Interview to Manuel Moritz FabCityHamburg
How can you learn more about LAUDS Factories? Read the interview with one of the key protagonists: Manuel Moritz, founder of FabCityHamburg
What’s LAUDS means and how do you envision the future of production in Europe?
All over Europe, we have a large number of creative and digitally connected maker communities, some of them are organized as Fab City or Fab Region with a local governmental embedding. They meet and collaborate in one of the many Fab Labs, use digital (fabrication) technologies and share designs and knowledge. While those networks are fertile grounds for innovation, for STEAM education and for circular practices, they lack capacities and processes for local production serving local needs using local resources in a professional way. With the LAUDS project, I envision unlocking the full potential of an open, distributed and digital production model by bridging the gaps between makers and businesses, between Fab Labs and SMEs and between different regional maker ecosystems in Europe. In my opinion, this mode of production can strengthen Europe’s productive capacity and resilience and at the same time contribute towards a sustainable development and production in the spirit of the New European Bauhaus.

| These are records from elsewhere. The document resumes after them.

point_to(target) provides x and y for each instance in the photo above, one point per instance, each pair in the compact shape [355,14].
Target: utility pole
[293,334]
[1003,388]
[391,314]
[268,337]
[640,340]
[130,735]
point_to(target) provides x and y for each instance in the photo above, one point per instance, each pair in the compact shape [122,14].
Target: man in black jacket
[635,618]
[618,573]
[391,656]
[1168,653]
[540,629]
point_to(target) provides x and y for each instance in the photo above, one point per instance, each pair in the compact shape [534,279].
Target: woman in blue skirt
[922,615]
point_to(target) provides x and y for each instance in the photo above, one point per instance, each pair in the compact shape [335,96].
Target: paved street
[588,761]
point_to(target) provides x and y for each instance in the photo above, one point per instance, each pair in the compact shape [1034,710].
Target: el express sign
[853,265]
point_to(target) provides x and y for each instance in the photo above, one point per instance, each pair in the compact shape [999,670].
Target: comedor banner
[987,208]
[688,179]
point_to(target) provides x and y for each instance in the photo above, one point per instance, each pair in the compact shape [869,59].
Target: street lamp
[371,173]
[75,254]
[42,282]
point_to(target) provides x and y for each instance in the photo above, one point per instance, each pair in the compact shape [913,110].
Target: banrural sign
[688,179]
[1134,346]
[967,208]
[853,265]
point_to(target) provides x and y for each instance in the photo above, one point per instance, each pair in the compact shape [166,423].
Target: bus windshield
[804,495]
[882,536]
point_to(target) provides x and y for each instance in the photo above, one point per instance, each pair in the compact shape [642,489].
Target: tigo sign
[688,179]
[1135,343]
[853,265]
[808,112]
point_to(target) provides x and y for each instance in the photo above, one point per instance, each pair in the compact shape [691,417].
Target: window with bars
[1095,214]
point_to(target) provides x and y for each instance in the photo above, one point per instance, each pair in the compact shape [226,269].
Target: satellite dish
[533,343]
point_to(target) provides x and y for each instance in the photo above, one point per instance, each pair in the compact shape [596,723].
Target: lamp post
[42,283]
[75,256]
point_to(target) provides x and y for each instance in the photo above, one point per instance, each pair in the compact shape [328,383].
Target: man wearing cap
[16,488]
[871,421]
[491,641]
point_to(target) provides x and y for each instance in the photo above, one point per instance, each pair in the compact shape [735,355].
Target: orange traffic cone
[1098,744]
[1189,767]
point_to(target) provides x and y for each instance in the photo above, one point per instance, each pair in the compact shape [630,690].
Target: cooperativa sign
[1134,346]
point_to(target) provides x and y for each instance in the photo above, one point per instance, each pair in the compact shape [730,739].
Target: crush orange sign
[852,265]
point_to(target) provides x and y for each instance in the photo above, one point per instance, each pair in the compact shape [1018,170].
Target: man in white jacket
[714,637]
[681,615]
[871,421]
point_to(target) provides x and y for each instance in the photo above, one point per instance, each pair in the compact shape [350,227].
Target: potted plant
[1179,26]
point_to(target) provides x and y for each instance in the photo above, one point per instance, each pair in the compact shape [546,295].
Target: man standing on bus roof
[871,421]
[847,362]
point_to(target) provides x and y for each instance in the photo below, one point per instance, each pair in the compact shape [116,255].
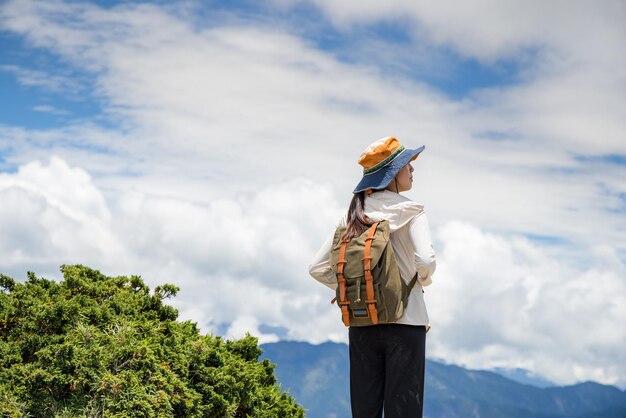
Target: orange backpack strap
[369,279]
[343,302]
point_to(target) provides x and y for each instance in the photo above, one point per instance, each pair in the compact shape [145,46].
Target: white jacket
[411,242]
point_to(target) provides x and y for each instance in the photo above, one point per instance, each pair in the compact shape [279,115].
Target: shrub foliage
[98,346]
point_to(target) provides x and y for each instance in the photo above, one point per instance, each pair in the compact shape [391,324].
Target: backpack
[370,290]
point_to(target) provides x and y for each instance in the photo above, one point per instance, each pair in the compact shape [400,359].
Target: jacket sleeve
[424,251]
[320,268]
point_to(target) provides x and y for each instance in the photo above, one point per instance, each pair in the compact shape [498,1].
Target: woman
[387,361]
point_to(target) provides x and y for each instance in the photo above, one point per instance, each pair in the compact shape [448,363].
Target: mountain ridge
[318,377]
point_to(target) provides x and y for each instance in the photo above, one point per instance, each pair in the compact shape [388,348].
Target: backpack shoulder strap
[369,279]
[412,283]
[343,302]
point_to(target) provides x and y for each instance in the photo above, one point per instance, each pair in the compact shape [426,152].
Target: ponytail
[357,222]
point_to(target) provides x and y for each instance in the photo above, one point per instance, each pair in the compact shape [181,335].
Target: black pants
[387,370]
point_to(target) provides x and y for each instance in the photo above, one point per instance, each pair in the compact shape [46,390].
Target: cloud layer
[224,151]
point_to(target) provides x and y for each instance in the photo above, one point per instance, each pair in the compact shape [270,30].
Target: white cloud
[500,301]
[205,177]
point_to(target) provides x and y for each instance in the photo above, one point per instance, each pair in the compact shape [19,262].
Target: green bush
[98,346]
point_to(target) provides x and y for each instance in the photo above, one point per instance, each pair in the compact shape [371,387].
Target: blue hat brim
[381,178]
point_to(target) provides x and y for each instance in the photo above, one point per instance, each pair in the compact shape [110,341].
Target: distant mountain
[525,377]
[317,376]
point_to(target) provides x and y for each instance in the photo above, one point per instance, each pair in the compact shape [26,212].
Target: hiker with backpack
[377,261]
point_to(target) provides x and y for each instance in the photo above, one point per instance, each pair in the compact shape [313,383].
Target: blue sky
[213,145]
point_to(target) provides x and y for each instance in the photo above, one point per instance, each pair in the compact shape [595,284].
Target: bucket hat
[381,162]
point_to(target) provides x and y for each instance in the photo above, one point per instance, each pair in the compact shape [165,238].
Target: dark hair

What’s the role of FabCityHamburg?
Fab City Hamburg is both: a project, a community and a concept. In the context of the LAUDS project, Fab City Hamburg e.V. as the regional hub of the maker scene coordinates a distributed LAUDS factory setup. The New Production Institute at Helmut Schmidt University as a leading research institution in the field of open source hardware and open production contributes with research on technical requirements of LAUDS factories with regard to digital and physical infrastructures. And finally, the innovation agency HIWW supports the open calls with innovative tools for collaborative decision making.
What expertise you can offer?
Fab City Hamburg was established in 2019 as the first German city to become part of the Fab City Global Initiative. We have a diverse regional network comprising a vivid maker scene, research institutions and startups in the realm of open source hardware and digital production. In addition, we can draw upon a rich experience from recent and ongoing research projects, e.g. developing the Open Lab Start Kit, developing a digital infrastructure for Fab Cities, operating an open microfactory. With this setup, we hope to contribute to the success of the LAUDS project.